Time for bechamel. A bechamel is just a white sauce. It’s the foundation for a ton of other awesome sauces, like alfredo and sausage gravy. In a sauce pan, add a bit of olive oil and your butter. Let it melt on medium so it doesn’t burn. Adding the oil will help to prevent the butter from burning. Add the garlic powder, onion powder, salt and pepper and a bit of fresh ground nutmeg. I know it sounds odd, but just a touch makes it so good. Stir into the butter. Now add the flour and stir constantly for a few minutes until the flour takes on a bit of color. Cooking the flour helps to get rid of all the raw flour taste and just leaves the thickening goodness behind. Now slowly add the milk and raise the heat a bit. Start with two cups and bring the sauce to a simmer until thickened. You may need to add more milk if it’s too thick. You can always add more but you can’t fix it if it gets too thin. At this point you can add some Parmesan cheese to your sauce to give it some more kick.

Now we can start layering. Drain your noodles and dry off your lasagna pan.
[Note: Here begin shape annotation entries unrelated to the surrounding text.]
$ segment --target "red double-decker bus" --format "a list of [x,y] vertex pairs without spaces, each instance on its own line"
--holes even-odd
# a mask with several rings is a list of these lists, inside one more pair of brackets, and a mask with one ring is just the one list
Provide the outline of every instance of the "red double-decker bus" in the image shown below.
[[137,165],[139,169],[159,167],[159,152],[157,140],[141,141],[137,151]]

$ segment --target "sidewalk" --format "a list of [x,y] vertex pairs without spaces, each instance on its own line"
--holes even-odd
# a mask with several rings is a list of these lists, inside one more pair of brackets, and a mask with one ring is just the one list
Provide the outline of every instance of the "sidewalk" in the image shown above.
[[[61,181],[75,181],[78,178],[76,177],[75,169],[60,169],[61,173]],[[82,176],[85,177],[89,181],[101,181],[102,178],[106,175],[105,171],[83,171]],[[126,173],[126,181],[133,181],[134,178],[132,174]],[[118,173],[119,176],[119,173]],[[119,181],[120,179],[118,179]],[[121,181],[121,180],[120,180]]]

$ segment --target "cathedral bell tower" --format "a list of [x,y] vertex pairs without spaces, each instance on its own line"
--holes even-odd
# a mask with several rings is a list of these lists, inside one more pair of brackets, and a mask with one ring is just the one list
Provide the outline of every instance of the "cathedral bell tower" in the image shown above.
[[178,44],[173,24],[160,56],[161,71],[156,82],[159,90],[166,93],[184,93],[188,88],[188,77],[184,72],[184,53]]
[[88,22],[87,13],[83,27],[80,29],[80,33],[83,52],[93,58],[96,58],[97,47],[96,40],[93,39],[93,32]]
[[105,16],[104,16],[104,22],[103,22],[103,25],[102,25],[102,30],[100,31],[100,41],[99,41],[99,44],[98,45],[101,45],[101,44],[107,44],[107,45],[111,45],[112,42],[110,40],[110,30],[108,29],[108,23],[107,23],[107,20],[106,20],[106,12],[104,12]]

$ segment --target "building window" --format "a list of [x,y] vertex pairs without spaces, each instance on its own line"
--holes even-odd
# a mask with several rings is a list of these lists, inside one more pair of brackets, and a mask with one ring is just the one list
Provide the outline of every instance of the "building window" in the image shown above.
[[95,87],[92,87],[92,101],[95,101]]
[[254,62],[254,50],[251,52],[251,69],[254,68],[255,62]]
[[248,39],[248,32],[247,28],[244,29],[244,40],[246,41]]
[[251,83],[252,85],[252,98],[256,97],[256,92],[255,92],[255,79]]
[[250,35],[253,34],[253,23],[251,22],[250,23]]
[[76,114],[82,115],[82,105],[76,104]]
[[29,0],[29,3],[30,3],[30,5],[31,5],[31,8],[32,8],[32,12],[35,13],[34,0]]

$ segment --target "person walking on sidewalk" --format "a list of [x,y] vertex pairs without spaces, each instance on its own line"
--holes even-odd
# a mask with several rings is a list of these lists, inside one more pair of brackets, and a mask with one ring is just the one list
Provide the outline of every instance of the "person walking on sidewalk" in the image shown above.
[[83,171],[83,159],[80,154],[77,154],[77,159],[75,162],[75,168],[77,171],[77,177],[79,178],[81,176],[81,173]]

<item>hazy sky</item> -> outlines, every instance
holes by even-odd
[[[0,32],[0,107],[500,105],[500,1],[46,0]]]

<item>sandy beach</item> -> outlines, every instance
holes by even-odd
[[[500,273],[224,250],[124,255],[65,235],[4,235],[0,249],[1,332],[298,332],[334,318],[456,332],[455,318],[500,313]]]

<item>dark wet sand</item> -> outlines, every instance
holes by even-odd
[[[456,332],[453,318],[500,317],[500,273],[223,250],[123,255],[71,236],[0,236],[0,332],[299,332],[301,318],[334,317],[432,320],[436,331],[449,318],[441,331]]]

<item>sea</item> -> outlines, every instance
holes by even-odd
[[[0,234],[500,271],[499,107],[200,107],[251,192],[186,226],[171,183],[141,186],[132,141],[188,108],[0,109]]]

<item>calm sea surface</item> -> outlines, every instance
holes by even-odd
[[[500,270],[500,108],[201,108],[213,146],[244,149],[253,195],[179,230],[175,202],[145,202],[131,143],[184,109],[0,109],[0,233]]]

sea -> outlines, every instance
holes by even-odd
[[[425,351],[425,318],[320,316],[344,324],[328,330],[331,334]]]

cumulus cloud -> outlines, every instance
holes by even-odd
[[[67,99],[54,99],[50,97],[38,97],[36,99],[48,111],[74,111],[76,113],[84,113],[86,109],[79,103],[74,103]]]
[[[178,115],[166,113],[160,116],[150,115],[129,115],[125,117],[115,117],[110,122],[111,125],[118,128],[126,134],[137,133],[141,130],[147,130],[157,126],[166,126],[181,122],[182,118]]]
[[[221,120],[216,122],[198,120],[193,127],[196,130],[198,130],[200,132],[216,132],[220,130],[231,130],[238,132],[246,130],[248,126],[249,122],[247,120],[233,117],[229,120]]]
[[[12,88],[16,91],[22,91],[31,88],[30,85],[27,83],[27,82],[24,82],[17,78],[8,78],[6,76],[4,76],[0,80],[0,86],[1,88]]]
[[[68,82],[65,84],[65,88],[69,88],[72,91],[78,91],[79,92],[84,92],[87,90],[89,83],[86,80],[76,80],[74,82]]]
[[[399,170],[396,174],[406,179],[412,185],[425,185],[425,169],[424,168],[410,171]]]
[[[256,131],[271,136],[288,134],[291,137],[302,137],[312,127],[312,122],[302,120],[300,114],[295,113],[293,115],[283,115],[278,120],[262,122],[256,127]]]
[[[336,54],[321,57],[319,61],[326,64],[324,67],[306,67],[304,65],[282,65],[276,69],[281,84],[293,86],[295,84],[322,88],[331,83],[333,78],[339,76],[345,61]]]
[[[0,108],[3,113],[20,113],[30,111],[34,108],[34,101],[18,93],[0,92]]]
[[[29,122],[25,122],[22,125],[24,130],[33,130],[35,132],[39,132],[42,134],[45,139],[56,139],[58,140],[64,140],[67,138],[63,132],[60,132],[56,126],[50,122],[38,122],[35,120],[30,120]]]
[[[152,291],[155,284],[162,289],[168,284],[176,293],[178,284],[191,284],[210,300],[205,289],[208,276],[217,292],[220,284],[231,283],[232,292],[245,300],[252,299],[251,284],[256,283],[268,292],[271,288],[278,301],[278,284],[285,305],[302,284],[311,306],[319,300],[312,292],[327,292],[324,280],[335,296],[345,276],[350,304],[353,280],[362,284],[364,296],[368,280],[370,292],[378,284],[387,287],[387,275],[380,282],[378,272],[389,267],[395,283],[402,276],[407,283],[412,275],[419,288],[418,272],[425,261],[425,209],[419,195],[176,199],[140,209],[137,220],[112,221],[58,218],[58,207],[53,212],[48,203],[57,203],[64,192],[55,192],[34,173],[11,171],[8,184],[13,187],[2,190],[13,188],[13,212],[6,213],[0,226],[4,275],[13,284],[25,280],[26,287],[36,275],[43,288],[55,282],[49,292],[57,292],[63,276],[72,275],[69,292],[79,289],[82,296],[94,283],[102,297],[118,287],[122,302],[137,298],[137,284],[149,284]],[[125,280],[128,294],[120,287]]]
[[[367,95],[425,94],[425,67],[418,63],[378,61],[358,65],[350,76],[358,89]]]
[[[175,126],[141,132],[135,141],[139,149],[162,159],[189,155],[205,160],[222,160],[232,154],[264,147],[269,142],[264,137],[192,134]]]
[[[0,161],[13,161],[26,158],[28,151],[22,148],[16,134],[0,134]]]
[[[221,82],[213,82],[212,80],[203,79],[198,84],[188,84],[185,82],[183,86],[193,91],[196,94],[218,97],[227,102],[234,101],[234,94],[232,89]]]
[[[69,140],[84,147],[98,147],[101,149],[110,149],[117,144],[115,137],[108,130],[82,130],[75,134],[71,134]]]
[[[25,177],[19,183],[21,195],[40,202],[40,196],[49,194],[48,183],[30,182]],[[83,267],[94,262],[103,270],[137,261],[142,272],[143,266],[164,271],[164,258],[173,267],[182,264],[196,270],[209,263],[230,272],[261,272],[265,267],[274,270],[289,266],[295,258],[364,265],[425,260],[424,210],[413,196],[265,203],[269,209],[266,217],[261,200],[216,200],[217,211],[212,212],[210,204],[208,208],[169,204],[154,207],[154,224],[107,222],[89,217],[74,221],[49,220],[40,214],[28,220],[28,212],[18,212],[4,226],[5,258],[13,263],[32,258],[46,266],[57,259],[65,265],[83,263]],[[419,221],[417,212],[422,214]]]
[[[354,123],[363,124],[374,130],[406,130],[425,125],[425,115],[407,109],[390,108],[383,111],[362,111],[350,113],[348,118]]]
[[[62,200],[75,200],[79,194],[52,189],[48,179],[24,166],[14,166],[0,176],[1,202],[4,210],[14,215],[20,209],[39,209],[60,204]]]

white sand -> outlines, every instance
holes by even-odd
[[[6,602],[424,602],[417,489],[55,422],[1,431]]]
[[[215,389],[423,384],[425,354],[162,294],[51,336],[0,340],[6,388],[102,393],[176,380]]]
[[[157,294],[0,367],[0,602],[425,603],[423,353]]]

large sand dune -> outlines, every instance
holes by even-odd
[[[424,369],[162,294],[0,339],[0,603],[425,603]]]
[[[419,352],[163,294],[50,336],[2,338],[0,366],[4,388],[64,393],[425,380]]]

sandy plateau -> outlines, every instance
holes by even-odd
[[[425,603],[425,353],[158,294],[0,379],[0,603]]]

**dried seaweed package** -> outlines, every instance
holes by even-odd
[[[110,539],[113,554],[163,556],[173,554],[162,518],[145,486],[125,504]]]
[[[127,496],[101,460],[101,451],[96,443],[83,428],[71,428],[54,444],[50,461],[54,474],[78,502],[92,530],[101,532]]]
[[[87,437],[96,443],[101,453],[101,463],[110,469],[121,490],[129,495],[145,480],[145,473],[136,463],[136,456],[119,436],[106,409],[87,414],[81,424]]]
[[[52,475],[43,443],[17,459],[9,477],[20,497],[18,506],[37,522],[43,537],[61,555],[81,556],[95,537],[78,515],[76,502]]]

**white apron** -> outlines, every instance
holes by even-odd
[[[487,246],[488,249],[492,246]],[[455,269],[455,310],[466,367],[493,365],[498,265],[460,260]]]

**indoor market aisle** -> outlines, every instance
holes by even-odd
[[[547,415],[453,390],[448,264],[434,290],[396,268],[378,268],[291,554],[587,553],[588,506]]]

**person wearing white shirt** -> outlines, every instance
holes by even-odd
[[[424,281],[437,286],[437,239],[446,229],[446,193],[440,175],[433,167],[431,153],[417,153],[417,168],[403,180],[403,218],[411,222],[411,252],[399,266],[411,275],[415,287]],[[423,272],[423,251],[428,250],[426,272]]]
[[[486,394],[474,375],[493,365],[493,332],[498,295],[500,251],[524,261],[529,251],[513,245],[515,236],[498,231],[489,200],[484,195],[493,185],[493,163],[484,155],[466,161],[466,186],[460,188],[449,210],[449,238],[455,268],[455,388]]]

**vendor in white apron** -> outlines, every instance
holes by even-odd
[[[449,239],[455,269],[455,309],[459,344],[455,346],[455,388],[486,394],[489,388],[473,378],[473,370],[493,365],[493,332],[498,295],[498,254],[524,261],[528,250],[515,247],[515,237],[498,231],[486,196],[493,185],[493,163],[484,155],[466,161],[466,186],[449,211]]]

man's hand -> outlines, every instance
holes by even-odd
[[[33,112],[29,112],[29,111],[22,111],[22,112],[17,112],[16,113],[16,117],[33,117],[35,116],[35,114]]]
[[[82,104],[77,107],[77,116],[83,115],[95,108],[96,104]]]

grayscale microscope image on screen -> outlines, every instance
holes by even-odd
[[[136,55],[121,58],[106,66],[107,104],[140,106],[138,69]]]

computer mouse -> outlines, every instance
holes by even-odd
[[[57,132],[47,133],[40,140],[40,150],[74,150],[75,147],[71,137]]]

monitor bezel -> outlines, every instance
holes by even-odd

Spray the pan with nonstick cooking spray or grease your pan. Put a layer of noodles on the bottom of the pan, making sure they overlap a bit. Now put a layer of the bechamel. I smooth it out with a spatula or a frosting spreader. Now add a layer of your red sauce on top of that. Repeat your layers until you are out of pasta. I try to finish with a layer of bechamel, then a layer of red sauce. Top with cheese and bake at 350 for 30 to 45 minutes depending on how dark you like the cheese on top.

You can substitute the bechamel for a ricotta mixture. I add an egg, some garlic powder, dried parsley and some Parmesan and mozzarella to the ricotta and chill it until I’m ready to assemble. I’ll make this before the sauce to let the flavors get friendly.